Ketika biaya perawatan dokter dan rumah
sakit semakin membubung tinggi, tidak ada yang berubah dari sosok Lo Siaw Ging,
seorang dokter di Kota Solo, Jawa Tengah. Dia tetap merawat dan mengobati
pasien tanpa menetapkan tarif, bahkan sebagian besar pasiennya justru tidak
pernah dimintai bayaran.
Maka, tak heran kalau pasien-pasien Lo
Siaw Ging tidak hanya warga Solo, tetapi juga mereka yang berasal dari
Sukoharjo, Karanganyar, Sragen, Klaten, Boyolali, dan Wonogiri. Usianya yang
sudah menjelang 75 tahun tak membuat pria itu menghentikan kesibukannya
memeriksa para pasien.
Dokter Lo, panggilannya, setiap hari
tetap melayani puluhan pasien yang datang ke tempatnya praktik sekaligus rumah
tinggalnya di Jalan Jagalan 27, Kelurahan Jebres, Kota Solo. Mayoritas pasien
Lo adalah keluarga tak mampu secara ekonomi. Mereka itu, jangankan membayar
ongkos periksa, untuk menebus resep dokter Lo pun sering kali tak sanggup.
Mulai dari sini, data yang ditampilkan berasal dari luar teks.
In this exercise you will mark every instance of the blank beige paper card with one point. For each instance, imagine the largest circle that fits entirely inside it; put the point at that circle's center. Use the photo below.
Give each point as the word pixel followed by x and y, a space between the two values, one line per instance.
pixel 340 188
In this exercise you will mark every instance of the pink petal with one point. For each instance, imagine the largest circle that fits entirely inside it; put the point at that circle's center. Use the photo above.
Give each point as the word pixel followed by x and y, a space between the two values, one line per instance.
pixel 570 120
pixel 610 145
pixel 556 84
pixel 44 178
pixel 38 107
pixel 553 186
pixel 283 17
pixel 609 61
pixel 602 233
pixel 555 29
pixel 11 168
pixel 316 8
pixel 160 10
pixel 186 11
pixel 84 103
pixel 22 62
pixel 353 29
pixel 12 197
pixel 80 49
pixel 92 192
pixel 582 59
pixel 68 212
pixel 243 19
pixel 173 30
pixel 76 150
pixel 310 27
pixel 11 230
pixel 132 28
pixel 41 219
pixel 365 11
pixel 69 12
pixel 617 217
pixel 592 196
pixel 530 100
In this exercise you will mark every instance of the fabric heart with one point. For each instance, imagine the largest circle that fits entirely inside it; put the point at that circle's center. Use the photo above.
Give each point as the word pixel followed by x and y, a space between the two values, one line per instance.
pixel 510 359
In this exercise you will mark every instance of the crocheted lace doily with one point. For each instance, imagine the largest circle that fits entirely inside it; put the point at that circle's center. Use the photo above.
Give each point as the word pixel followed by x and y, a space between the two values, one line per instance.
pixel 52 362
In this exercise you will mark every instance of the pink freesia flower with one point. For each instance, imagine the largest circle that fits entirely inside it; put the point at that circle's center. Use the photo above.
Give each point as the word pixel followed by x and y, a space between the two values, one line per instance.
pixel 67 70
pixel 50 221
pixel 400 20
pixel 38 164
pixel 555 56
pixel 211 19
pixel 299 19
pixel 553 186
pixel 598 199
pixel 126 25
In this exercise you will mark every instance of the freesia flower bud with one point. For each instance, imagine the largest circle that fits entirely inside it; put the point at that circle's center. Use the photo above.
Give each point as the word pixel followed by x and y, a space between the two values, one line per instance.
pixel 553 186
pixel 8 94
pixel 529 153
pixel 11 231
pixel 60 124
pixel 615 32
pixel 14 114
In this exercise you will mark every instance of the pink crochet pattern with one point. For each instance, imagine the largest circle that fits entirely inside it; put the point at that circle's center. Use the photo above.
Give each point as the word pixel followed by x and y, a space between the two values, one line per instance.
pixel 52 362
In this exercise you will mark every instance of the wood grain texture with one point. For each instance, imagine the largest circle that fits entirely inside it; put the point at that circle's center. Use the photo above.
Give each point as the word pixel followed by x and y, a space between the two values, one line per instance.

Namun, bagi Lo, semua itu dihadapinya
dengan ”biasa saja”. Dia merasa dapat memahami kondisi sebagian pasiennya itu.
Seorang pasiennya bercerita, karena terlalu sering berobat ke dokter Lo dan tak
membayar, ia merasa tidak enak hati. Dia lalu bertanya berapa biaya pemeriksaan
dan resep obatnya.
Mendengar pertanyaan si pasien, Lo malah
balik bertanya, ”Memangnya kamu sudah punya uang banyak?”
Pasiennya yang lain, Yuli (30), warga
Cemani, Sukoharjo, bercerita, dia juga tak pernah membayar saat memeriksakan
diri. ”Saya pernah ngasih uang kepada Pak Dokter, tetapi enggak diterima,”
ucapnya.
Kardiman (45), penjual bakso di samping
rumah dokter Lo, mengatakan, para tetangga dan mereka yang tinggal di sekitar
rumah dokter itu juga tak pernah diminta bayaran. ”Kami hanya bisa bilang
terima kasih dokter, lalu ke luar ruang periksa,” katanya. Cara kerja Lo itu
membuat dia setiap bulan justru harus membayar tagihan dari apotek atas
resep-resep yang diambil para pasiennya.
Ini tak terhindarkan karena ada saja
pasien yang benar-benar tak punya uang untuk menebus obat atau karena penyakitnya
memerlukan obat segera, padahal si pasien tak membawa cukup uang. Dalam kondisi
seperti itu, biasanya setelah memeriksa dan menuliskan resep untuk sang pasien,
Lo langsung meminta pasien dan keluarganya menebus obat ke apotek yang memang
telah menjadi langganannya. Pasien atau keluarganya cukup membawa resep yang
telah ditandatangani Lo, petugas di apotek akan memberikan obat yang
diperlukan.
Pada setiap akhir bulan, barulah pihak
apotek menagih harga obat tersebut kepada Lo. Berapa besar tagihannya?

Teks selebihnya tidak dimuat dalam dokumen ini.